Sie leiden an Tetraparese, Autismus oder am Down-Syndrom, doch eines haben sie alle gemeinsam: Man kann die Freude von ihren kleinen Gesichtern ganz deutlich ablesen, wenn sie ein bis zwei Mal in der Woche ihre Tierfreunde treffen. Ungefähr 30 Kinder, die an den verschiedensten Behinderungsformen leiden, betreut Hippotherapeutin Erika Kempf. Die 27-Jährige ist von der Ausbildung her Ärztin, sie beschloss aber, ihre Leidenschaft für Pferde in einen Dauerjob umzuwandeln. Sie ließ sich in Italien zur Hippotherapeutin ausbilden und wendet seit ungefähr zwei Jahren die Therapie mit Pferden auch im Banat an. Der Therapieort befindet sich am Gestüt in Izvin, ungefähr 15 Kilometer von Temeswar/Timişoara entfernt. Hier stehen zwei speziell für diese Therapieart ausgebildete Pferde den kleinen Patienten zur Verfügung.
Erika Kempf kann sich seit Kurzem mit einem Preis rühmen.
Anfang November reichte sie über ihre NGO HorsEmotion ein Projekt bei der Mol-Stiftung ein, das schließlich mit einer Förderung von 20.000 Lei bedacht wurde. Das Projekt steht unter dem Motto „Ich bin speziell und verdiene einen speziellen Therapeuten“ und ermöglicht es zehn Kindern, sechs Monate lang von kostenlosen Hippotherapie-Stunden zu profitieren. Darüber hinaus kann die NGO HorsEmotion eine Konferenz zum Thema „Behinderung“ organisieren, die Eltern von behinderten Kindern anspricht und ihnen Infos vermittelt, um ihren Alltag zu erleichtern. „Für uns ist diese Finanzierung sehr wertvoll, weil wir so mehreren behinderten Kindern, die aus sehr armen Verhältnissen stammen, Therapie mit Hilfe von Pferden ermöglichen“, sagt Erika Kempf. Die Vorteile der Hippotherapie sind in Westeuropa schon längst anerkannt, in Rumänien ist diese Therapieart allerdings noch weitläufig unbekannt. Das sogenannte therapeutische Reiten spricht sowohl den Körper, als auch die Seele des Menschen an und ist weitmehr als eine sportliche Freizeitaktivität. Das Therapiepferd wird dazu verwendet, um dreidimensionale Schwingungen auf den Menschen zu übertragen.

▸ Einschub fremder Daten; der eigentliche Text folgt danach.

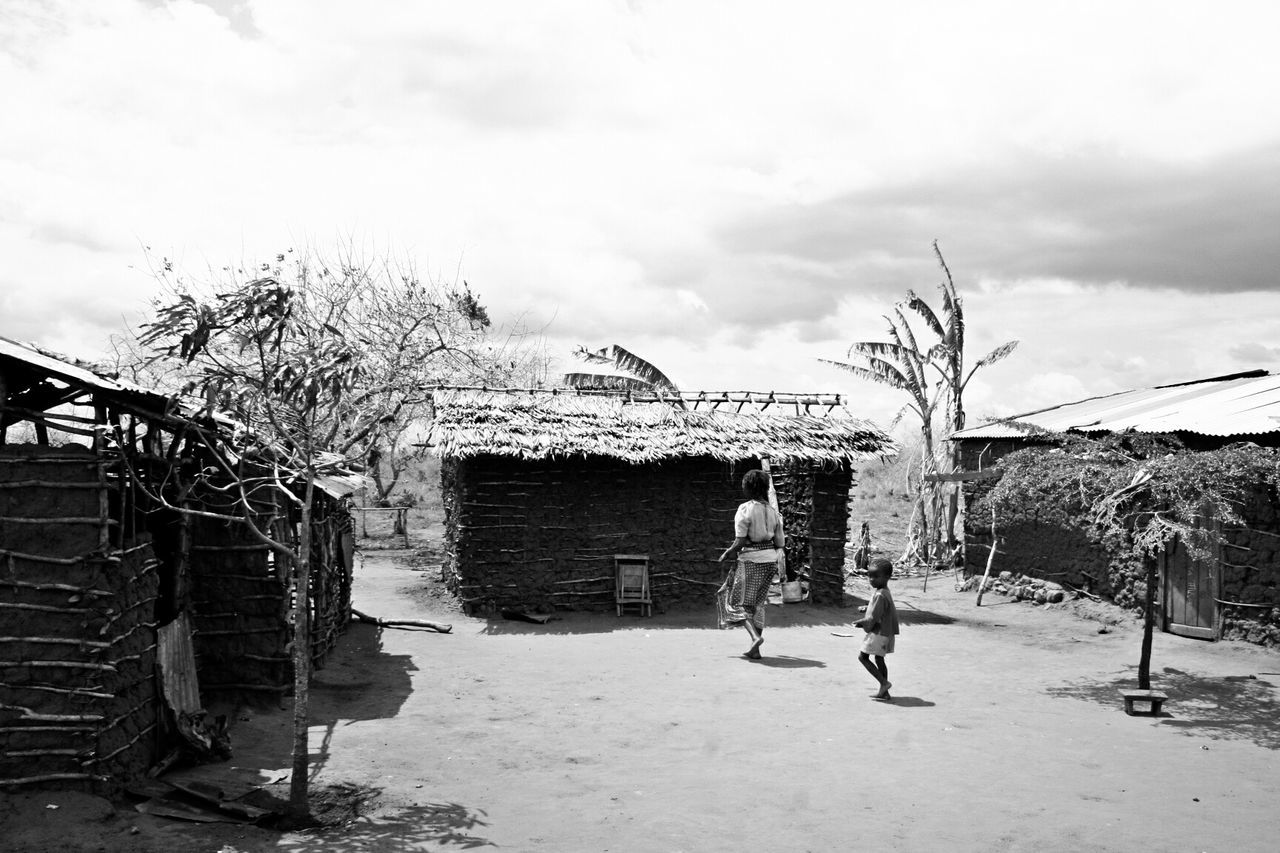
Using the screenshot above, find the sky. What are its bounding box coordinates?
[0,0,1280,424]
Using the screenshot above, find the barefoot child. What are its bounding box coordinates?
[854,557,897,702]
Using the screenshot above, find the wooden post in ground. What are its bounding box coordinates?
[1138,556,1157,690]
[974,510,1000,607]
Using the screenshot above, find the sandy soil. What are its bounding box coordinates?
[0,552,1280,853]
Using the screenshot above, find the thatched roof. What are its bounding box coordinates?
[426,388,895,462]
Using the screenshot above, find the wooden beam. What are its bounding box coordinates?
[924,467,1000,483]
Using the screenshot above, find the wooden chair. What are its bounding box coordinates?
[613,553,653,616]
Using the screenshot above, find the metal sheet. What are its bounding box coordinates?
[951,370,1280,439]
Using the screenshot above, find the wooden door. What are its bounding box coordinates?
[1164,532,1221,640]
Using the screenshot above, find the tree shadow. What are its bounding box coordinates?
[1046,666,1280,749]
[163,622,417,799]
[276,803,497,853]
[481,596,956,635]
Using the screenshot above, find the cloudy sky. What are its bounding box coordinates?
[0,0,1280,421]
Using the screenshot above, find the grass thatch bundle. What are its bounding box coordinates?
[426,388,893,464]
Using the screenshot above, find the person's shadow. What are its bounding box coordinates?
[881,695,937,708]
[751,654,827,670]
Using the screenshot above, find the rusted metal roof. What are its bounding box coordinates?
[0,338,164,401]
[951,370,1280,439]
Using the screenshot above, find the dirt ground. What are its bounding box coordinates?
[0,540,1280,853]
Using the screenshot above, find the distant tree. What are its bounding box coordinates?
[131,242,509,820]
[822,241,1018,564]
[563,343,680,394]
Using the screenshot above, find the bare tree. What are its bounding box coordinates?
[140,244,504,820]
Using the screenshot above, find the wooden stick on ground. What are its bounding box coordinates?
[351,607,453,634]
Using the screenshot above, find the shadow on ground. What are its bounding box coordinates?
[279,803,497,853]
[1046,666,1280,749]
[163,622,417,798]
[481,596,955,635]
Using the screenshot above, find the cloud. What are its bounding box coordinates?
[718,145,1280,302]
[1226,341,1280,365]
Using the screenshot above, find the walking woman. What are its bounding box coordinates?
[719,470,786,661]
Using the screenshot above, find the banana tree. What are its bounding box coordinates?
[563,343,680,396]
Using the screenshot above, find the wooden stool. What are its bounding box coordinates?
[1120,690,1169,717]
[613,553,653,616]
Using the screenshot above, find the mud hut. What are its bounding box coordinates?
[428,388,893,612]
[0,338,353,789]
[951,370,1280,644]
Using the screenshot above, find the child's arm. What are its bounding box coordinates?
[854,593,884,634]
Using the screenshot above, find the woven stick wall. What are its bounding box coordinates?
[0,446,159,789]
[188,504,292,704]
[310,492,353,667]
[442,457,850,612]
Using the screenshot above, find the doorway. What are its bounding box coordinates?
[1162,539,1222,640]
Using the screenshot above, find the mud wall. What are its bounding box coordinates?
[0,446,160,790]
[442,456,849,612]
[963,442,1280,646]
[773,464,852,605]
[188,517,292,706]
[1220,487,1280,646]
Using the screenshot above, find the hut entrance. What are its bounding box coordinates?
[1164,532,1222,640]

Diese Bewegung des Pferdes ist dem Gang des Menschen sehr ähnlich. Hüft- und Rückenmuskulatur der reitenden Patienten werden dadurch gestärkt, die Wirbelsäule wird beweglicher, Gleichgewicht und Koordination werden geschult, die Atmung verbessert sich. Darüber hinaus werden auch Selbstwertgefühl, Kontaktverhalten, Aufmerksamkeit oder Konzentration positiv beeinflusst. Kurz gesagt: Die jungen Patienten fühlen sich wohler, sicherer und lernen, selbstständiger zu sein.
Um dieser Art der Therapie durchführen zu können, müssen auch die vierbeinigen Therapeuten speziell ausgebildet sein. Neben der Therapie mit Pferden setzt sich die NGO HorsEmotion auch noch ein weiteres Ziel: Nämlich die natürliche Pferdedressur zu promoten, die sich auf eine enge Beziehung zwischen Mensch und Tier stützt und bei der sich die beiden gegenseitig helfen. Die sogenannten „Natural Horsemanship“-Methoden lernte Erika Kempf ebenfalls in Italien kennen, wo sie diesbezüglich einen Kurs belegte. Bei dem sogenannten „Parelli Natural Horsemanship“ wird der natürliche Umgang mit Hauspferden unterrichtet. Dieses Programm geht auf den Pferdetrainer Pat Parelli zurück, der zu den berühmten sogenannten Pferdeflüsterern gehört. Bei dieser natürlichen Pferdedressur sind jegliche gewaltsame Methoden ausgeschlossen.
Erika und ihr Mann Christian Kempf planen, im kommenden Jahr ein Zentrum für Hippotherapie in der Temescher Ortschaft Ianova, etwa 20 Kilometer von Temeswar entfernt, zu eröffnen. „2014 wird sicherlich kein leichtes Jahr, aber wir müssen alles tun, damit die Kinder dezente Verhältnisse haben, um an ihrem eigenen Fortschritt zu arbeiten“, sagt Erika Kempf. Das Hippotherapie-Zentrum soll mit einer Reithalle versehen sein, damit die Therapiestunden wetterunabhängig vonstatten gehen. Auf der Webseite der NGO HorsEmotion, www.horsemotion.ro, können interessierte Personen mehr Infos über die Vorteile der Hippotherapie bekommen.